Marriage - Using Sex As A WeaponMarriage - Using Sex As A Weapon



The marriage should be a wonderful facility. Two people in love, the sharing with others, make for each other, enjoying the life that they have to share. Certainly, you have made when it comes to change, as had something special between you. At least that is how it should be. So, why is it that whenever something goes wrong in the first line of attack is the bedroom and who's not sleeping and that evening?

It is not just a cliché. All too often, when there is a problem someone in the marriage, the first victims of the marriage, that is between the plates. One would think that if we really wanted to get back to your spouse what he or she did, they would cut off the food supply. After all is not that the quickest way to cause death, so that you do not have to go through a messy divorce?

The truth is, we use sex as a weapon, if there are problems in our marriage. But it is not only a weapon. It seems it is the only weapon. It is the first thing that crosses our minds when we are wrong. "No sex for you". Or, if we have the damage, "No sex for me". We know it and we expect that we fear him. It is as if we had cut off our life support, and we are on our last breaths. It makes you wonder why sex is the first thing that is hammered into the marriage.

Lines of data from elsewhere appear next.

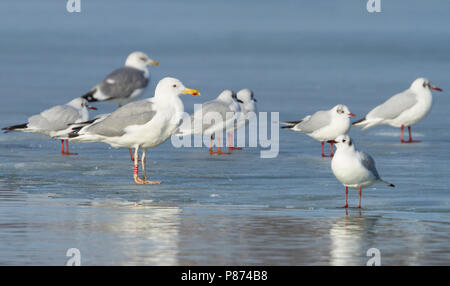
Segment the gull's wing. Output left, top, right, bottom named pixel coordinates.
left=358, top=151, right=380, bottom=179
left=84, top=100, right=157, bottom=137
left=28, top=105, right=81, bottom=131
left=292, top=110, right=331, bottom=133
left=366, top=90, right=417, bottom=119
left=98, top=67, right=148, bottom=100
left=191, top=100, right=232, bottom=133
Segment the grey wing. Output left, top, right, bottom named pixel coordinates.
left=366, top=90, right=417, bottom=119
left=191, top=100, right=231, bottom=131
left=295, top=111, right=331, bottom=133
left=99, top=67, right=149, bottom=99
left=28, top=105, right=80, bottom=131
left=358, top=151, right=380, bottom=179
left=83, top=100, right=156, bottom=137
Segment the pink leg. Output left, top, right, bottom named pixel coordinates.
left=400, top=125, right=420, bottom=143
left=61, top=139, right=78, bottom=155
left=342, top=187, right=348, bottom=209
left=320, top=141, right=326, bottom=157
left=320, top=141, right=333, bottom=158
left=228, top=132, right=242, bottom=150
left=358, top=187, right=362, bottom=209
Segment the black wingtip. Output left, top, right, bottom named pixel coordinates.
left=2, top=123, right=28, bottom=133
left=352, top=117, right=366, bottom=125
left=69, top=131, right=79, bottom=138
left=81, top=88, right=98, bottom=102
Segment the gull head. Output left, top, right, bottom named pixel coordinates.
left=67, top=97, right=97, bottom=110
left=217, top=89, right=242, bottom=104
left=236, top=88, right=256, bottom=104
left=328, top=134, right=355, bottom=149
left=155, top=77, right=200, bottom=98
left=331, top=104, right=355, bottom=118
left=125, top=52, right=159, bottom=70
left=410, top=77, right=442, bottom=92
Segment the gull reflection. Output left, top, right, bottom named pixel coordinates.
left=330, top=210, right=378, bottom=266
left=87, top=203, right=181, bottom=265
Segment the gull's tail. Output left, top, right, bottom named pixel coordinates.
left=2, top=123, right=28, bottom=133
left=280, top=120, right=303, bottom=129
left=352, top=117, right=383, bottom=130
left=81, top=88, right=98, bottom=102
left=380, top=179, right=395, bottom=188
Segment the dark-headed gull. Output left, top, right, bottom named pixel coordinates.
left=228, top=88, right=257, bottom=150
left=83, top=52, right=159, bottom=107
left=353, top=78, right=442, bottom=143
left=282, top=104, right=355, bottom=157
left=69, top=77, right=199, bottom=184
left=331, top=135, right=395, bottom=208
left=177, top=89, right=242, bottom=155
left=2, top=97, right=96, bottom=155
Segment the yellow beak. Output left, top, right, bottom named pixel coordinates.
left=183, top=88, right=200, bottom=95
left=147, top=60, right=159, bottom=66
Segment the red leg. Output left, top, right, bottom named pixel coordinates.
left=61, top=139, right=78, bottom=155
left=320, top=141, right=326, bottom=157
left=342, top=187, right=348, bottom=209
left=400, top=125, right=420, bottom=143
left=228, top=132, right=242, bottom=150
left=128, top=148, right=134, bottom=162
left=320, top=141, right=333, bottom=158
left=408, top=126, right=420, bottom=143
left=209, top=136, right=215, bottom=154
left=358, top=187, right=362, bottom=209
left=216, top=135, right=231, bottom=155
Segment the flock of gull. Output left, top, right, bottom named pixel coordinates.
left=3, top=52, right=442, bottom=208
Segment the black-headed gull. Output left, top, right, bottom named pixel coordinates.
left=83, top=52, right=159, bottom=107
left=353, top=78, right=442, bottom=143
left=228, top=88, right=257, bottom=150
left=69, top=77, right=199, bottom=184
left=331, top=135, right=395, bottom=208
left=282, top=104, right=355, bottom=157
left=2, top=97, right=96, bottom=155
left=177, top=89, right=242, bottom=155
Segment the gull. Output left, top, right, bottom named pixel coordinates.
left=83, top=52, right=159, bottom=107
left=331, top=135, right=395, bottom=208
left=281, top=104, right=355, bottom=157
left=2, top=97, right=97, bottom=155
left=228, top=88, right=257, bottom=150
left=353, top=78, right=442, bottom=143
left=69, top=77, right=199, bottom=184
left=177, top=89, right=242, bottom=155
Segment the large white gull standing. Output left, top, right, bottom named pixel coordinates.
left=69, top=77, right=199, bottom=184
left=353, top=78, right=442, bottom=143
left=331, top=135, right=395, bottom=208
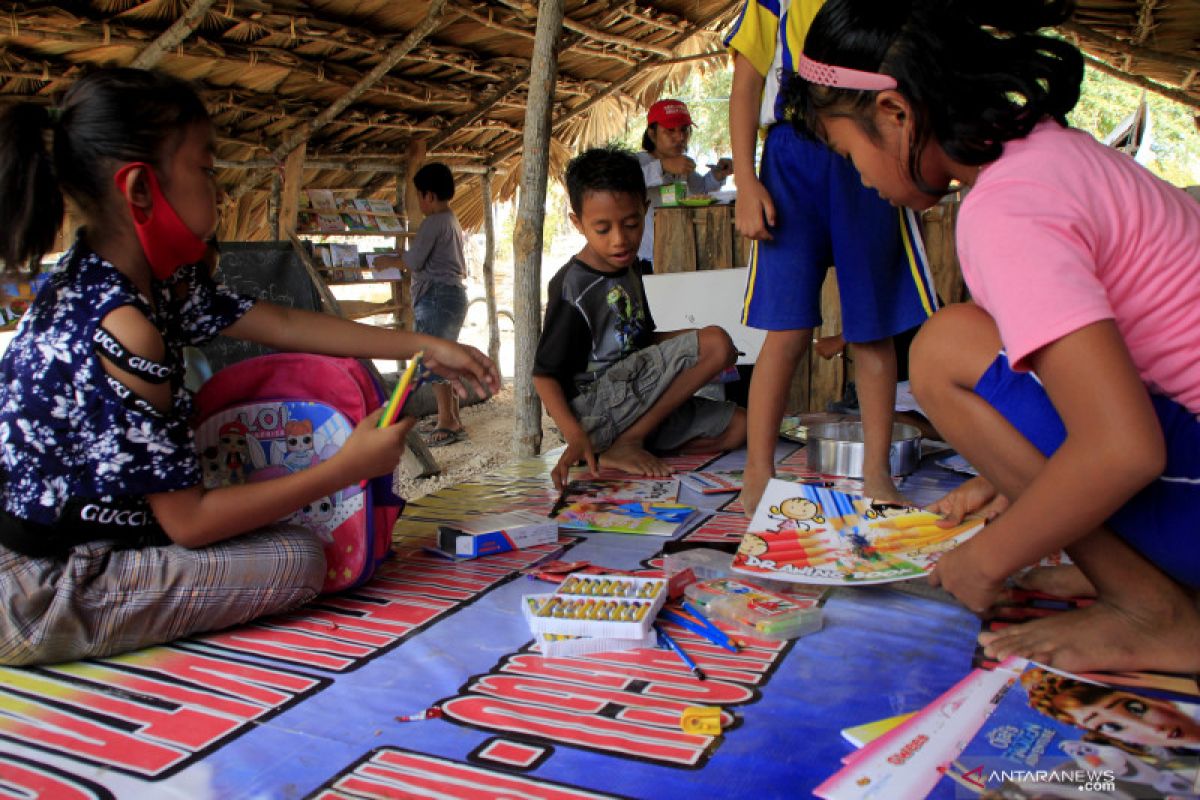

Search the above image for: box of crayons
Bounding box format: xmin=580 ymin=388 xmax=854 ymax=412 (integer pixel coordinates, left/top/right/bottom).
xmin=529 ymin=575 xmax=667 ymax=639
xmin=521 ymin=594 xmax=656 ymax=658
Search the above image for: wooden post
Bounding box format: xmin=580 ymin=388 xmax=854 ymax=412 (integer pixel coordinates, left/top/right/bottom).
xmin=479 ymin=169 xmax=500 ymax=368
xmin=266 ymin=169 xmax=283 ymax=241
xmin=512 ymin=0 xmax=564 ymax=456
xmin=272 ymin=144 xmax=308 ymax=241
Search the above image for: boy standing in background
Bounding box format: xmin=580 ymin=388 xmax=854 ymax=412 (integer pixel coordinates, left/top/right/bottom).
xmin=725 ymin=0 xmax=936 ymax=516
xmin=376 ymin=162 xmax=467 ymax=447
xmin=533 ymin=149 xmax=746 ymax=488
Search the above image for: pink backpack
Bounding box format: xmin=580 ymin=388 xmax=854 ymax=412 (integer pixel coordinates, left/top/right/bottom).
xmin=196 ymin=353 xmax=404 ymax=593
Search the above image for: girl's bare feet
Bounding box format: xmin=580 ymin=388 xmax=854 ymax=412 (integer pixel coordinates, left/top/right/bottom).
xmin=979 ymin=584 xmax=1200 ymax=672
xmin=1016 ymin=564 xmax=1096 ymax=597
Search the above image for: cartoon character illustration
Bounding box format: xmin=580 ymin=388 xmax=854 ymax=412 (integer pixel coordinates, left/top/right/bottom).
xmin=605 ymin=285 xmax=643 ymax=355
xmin=770 ymin=498 xmax=826 ymax=530
xmin=738 ymin=534 xmax=767 ymax=558
xmin=292 ymin=494 xmax=337 ymax=543
xmin=200 ymin=445 xmax=229 ymax=489
xmin=217 ymin=420 xmax=251 ymax=483
xmin=1021 ymin=668 xmax=1200 ymax=750
xmin=283 ymin=420 xmax=320 ymax=473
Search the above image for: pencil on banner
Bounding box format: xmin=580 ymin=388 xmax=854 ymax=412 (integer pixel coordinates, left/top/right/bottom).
xmin=654 ymin=625 xmax=706 ymax=680
xmin=683 ymin=599 xmax=738 ymax=652
xmin=659 ymin=608 xmax=738 ymax=652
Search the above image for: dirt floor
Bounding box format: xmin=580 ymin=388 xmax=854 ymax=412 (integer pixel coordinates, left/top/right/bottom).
xmin=396 ymin=381 xmax=563 ymax=500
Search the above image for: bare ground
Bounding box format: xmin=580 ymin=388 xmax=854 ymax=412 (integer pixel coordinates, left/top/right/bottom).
xmin=396 ymin=383 xmax=563 ymax=500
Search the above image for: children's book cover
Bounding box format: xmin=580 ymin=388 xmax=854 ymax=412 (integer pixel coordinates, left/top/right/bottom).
xmin=550 ymin=479 xmax=696 ymax=536
xmin=944 ymin=662 xmax=1200 ymax=800
xmin=551 ymin=500 xmax=696 ymax=536
xmin=679 ymin=469 xmax=743 ymax=494
xmin=733 ymin=479 xmax=983 ymax=584
xmin=812 ymin=662 xmax=1016 ymax=800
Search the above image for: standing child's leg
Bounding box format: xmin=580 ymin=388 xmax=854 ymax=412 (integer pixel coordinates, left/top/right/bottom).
xmin=850 ymin=337 xmax=907 ymax=503
xmin=912 ymin=303 xmax=1200 ymax=672
xmin=740 ymin=329 xmax=812 ymax=517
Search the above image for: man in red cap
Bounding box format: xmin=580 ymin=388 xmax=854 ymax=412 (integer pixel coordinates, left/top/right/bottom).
xmin=637 ymin=100 xmax=733 ymax=261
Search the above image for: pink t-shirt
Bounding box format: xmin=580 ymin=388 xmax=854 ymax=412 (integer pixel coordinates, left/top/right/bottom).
xmin=956 ymin=121 xmax=1200 ymax=414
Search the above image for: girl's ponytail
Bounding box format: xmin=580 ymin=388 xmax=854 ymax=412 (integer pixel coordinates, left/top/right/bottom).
xmin=0 ymin=103 xmax=62 ymax=273
xmin=785 ymin=0 xmax=1084 ymax=193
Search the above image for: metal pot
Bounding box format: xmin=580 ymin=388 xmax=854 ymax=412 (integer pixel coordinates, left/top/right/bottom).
xmin=808 ymin=422 xmax=920 ymax=477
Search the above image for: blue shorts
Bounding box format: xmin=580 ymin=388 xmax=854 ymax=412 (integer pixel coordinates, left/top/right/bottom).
xmin=974 ymin=350 xmax=1200 ymax=588
xmin=413 ymin=283 xmax=467 ymax=383
xmin=742 ymin=124 xmax=937 ymax=342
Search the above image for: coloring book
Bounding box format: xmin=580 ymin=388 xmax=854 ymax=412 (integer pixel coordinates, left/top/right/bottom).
xmin=943 ymin=662 xmax=1200 ymax=800
xmin=733 ymin=480 xmax=983 ymax=584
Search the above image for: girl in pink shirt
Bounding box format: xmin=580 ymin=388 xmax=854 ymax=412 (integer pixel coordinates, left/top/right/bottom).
xmin=788 ymin=0 xmax=1200 ymax=672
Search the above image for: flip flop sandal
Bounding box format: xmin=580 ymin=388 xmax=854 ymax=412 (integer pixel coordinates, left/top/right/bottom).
xmin=425 ymin=428 xmax=467 ymax=447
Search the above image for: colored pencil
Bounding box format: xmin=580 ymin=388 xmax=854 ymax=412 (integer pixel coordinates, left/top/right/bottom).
xmin=683 ymin=599 xmax=738 ymax=652
xmin=654 ymin=625 xmax=706 ymax=680
xmin=376 ymin=351 xmax=425 ymax=428
xmin=659 ymin=608 xmax=738 ymax=652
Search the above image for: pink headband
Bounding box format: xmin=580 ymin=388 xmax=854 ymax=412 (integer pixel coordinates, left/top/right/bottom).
xmin=796 ymin=55 xmax=896 ymax=91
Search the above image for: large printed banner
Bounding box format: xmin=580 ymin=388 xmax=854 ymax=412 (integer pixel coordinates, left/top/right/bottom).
xmin=0 ymin=455 xmax=978 ymax=800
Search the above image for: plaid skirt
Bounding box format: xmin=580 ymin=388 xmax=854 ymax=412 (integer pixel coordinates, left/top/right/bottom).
xmin=0 ymin=525 xmax=325 ymax=666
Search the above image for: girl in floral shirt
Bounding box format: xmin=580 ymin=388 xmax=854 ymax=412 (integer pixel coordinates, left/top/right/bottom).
xmin=0 ymin=70 xmax=498 ymax=664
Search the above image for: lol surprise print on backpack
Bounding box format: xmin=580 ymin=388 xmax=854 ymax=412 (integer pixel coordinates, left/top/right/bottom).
xmin=196 ymin=353 xmax=408 ymax=593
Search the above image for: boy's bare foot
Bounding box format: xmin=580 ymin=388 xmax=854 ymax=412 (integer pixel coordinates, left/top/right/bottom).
xmin=979 ymin=587 xmax=1200 ymax=673
xmin=600 ymin=439 xmax=671 ymax=477
xmin=863 ymin=475 xmax=913 ymax=506
xmin=1016 ymin=564 xmax=1096 ymax=597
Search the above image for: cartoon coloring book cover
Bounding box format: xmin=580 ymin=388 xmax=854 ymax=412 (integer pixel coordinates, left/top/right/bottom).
xmin=943 ymin=662 xmax=1200 ymax=800
xmin=733 ymin=479 xmax=983 ymax=585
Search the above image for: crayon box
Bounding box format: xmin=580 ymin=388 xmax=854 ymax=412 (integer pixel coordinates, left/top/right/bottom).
xmin=438 ymin=511 xmax=558 ymax=558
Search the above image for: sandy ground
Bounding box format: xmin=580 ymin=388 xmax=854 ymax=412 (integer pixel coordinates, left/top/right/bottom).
xmin=396 ymin=381 xmax=563 ymax=500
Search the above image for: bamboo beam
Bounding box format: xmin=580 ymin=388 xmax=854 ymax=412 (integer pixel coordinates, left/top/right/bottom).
xmin=512 ymin=0 xmax=565 ymax=456
xmin=1084 ymin=53 xmax=1200 ymax=109
xmin=229 ymin=0 xmax=446 ymax=197
xmin=1058 ymin=23 xmax=1200 ymax=70
xmin=487 ymin=8 xmax=728 ymax=166
xmin=130 ymin=0 xmax=216 ymax=70
xmin=1130 ymin=0 xmax=1156 ymax=46
xmin=479 ymin=169 xmax=500 ymax=368
xmin=455 ymin=0 xmax=635 ymax=64
xmin=214 ymin=152 xmax=494 ymax=175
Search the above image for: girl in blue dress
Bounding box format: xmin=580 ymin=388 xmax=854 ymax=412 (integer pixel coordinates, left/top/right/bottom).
xmin=0 ymin=70 xmax=499 ymax=664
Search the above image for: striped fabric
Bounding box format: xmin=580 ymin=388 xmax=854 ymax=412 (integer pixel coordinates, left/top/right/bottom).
xmin=0 ymin=525 xmax=325 ymax=666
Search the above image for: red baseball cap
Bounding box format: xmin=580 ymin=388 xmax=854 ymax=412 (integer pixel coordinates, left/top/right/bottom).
xmin=646 ymin=100 xmax=691 ymax=128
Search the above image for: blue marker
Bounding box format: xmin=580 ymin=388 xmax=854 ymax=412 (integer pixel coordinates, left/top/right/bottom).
xmin=683 ymin=600 xmax=738 ymax=652
xmin=654 ymin=625 xmax=704 ymax=680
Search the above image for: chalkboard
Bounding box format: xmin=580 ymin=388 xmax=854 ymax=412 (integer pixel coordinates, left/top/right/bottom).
xmin=200 ymin=241 xmax=320 ymax=372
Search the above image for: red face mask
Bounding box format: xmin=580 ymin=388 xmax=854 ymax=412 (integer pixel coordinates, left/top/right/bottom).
xmin=113 ymin=162 xmax=209 ymax=281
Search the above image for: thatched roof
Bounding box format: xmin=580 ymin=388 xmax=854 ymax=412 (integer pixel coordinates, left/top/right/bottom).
xmin=0 ymin=0 xmax=737 ymax=239
xmin=1062 ymin=0 xmax=1200 ymax=113
xmin=0 ymin=0 xmax=1200 ymax=239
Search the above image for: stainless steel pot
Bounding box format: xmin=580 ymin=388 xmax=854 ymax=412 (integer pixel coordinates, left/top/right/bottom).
xmin=806 ymin=422 xmax=920 ymax=477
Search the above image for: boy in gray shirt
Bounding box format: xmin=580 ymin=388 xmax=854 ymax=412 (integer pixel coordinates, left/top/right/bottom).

Well, the answer is really very simple. As a species, we have a very strong urge to have sex. If you think that sex is not literally control our lives, at least when we are young, take a look at all the advertisements with the half naked women parading around the latest hawking body wash, or whatever it is. Take a look at the Miss Universe recently. The fact is, sex rules our lives. It is one of the main reasons why we marry, but most will not admit it. So, if there is a problem in the marriage, instead of trying to be closer and more intimate, in an attempt to remember why we love each other and want to cut ourselves and our spouses from the one thing that brings us closer than anything else Else.

Logically, it makes no sense. Emotionally, it makes sense, all in the world. If we are injured, we want to hurt back. We often look for the funds, which cause the most harm, without actually causing physical pain. Cut our spouses (not literally) is the first thing we think. Unfortunately, it is most effective.

Unfortunately, this is a cycle that is not yet at an end. The spouse beat back if they try to think the next best thing to deprive their significant others. And it goes on, and only so long, until it eventually spirals out of control.

Would not it be great if we could all just get together and make love?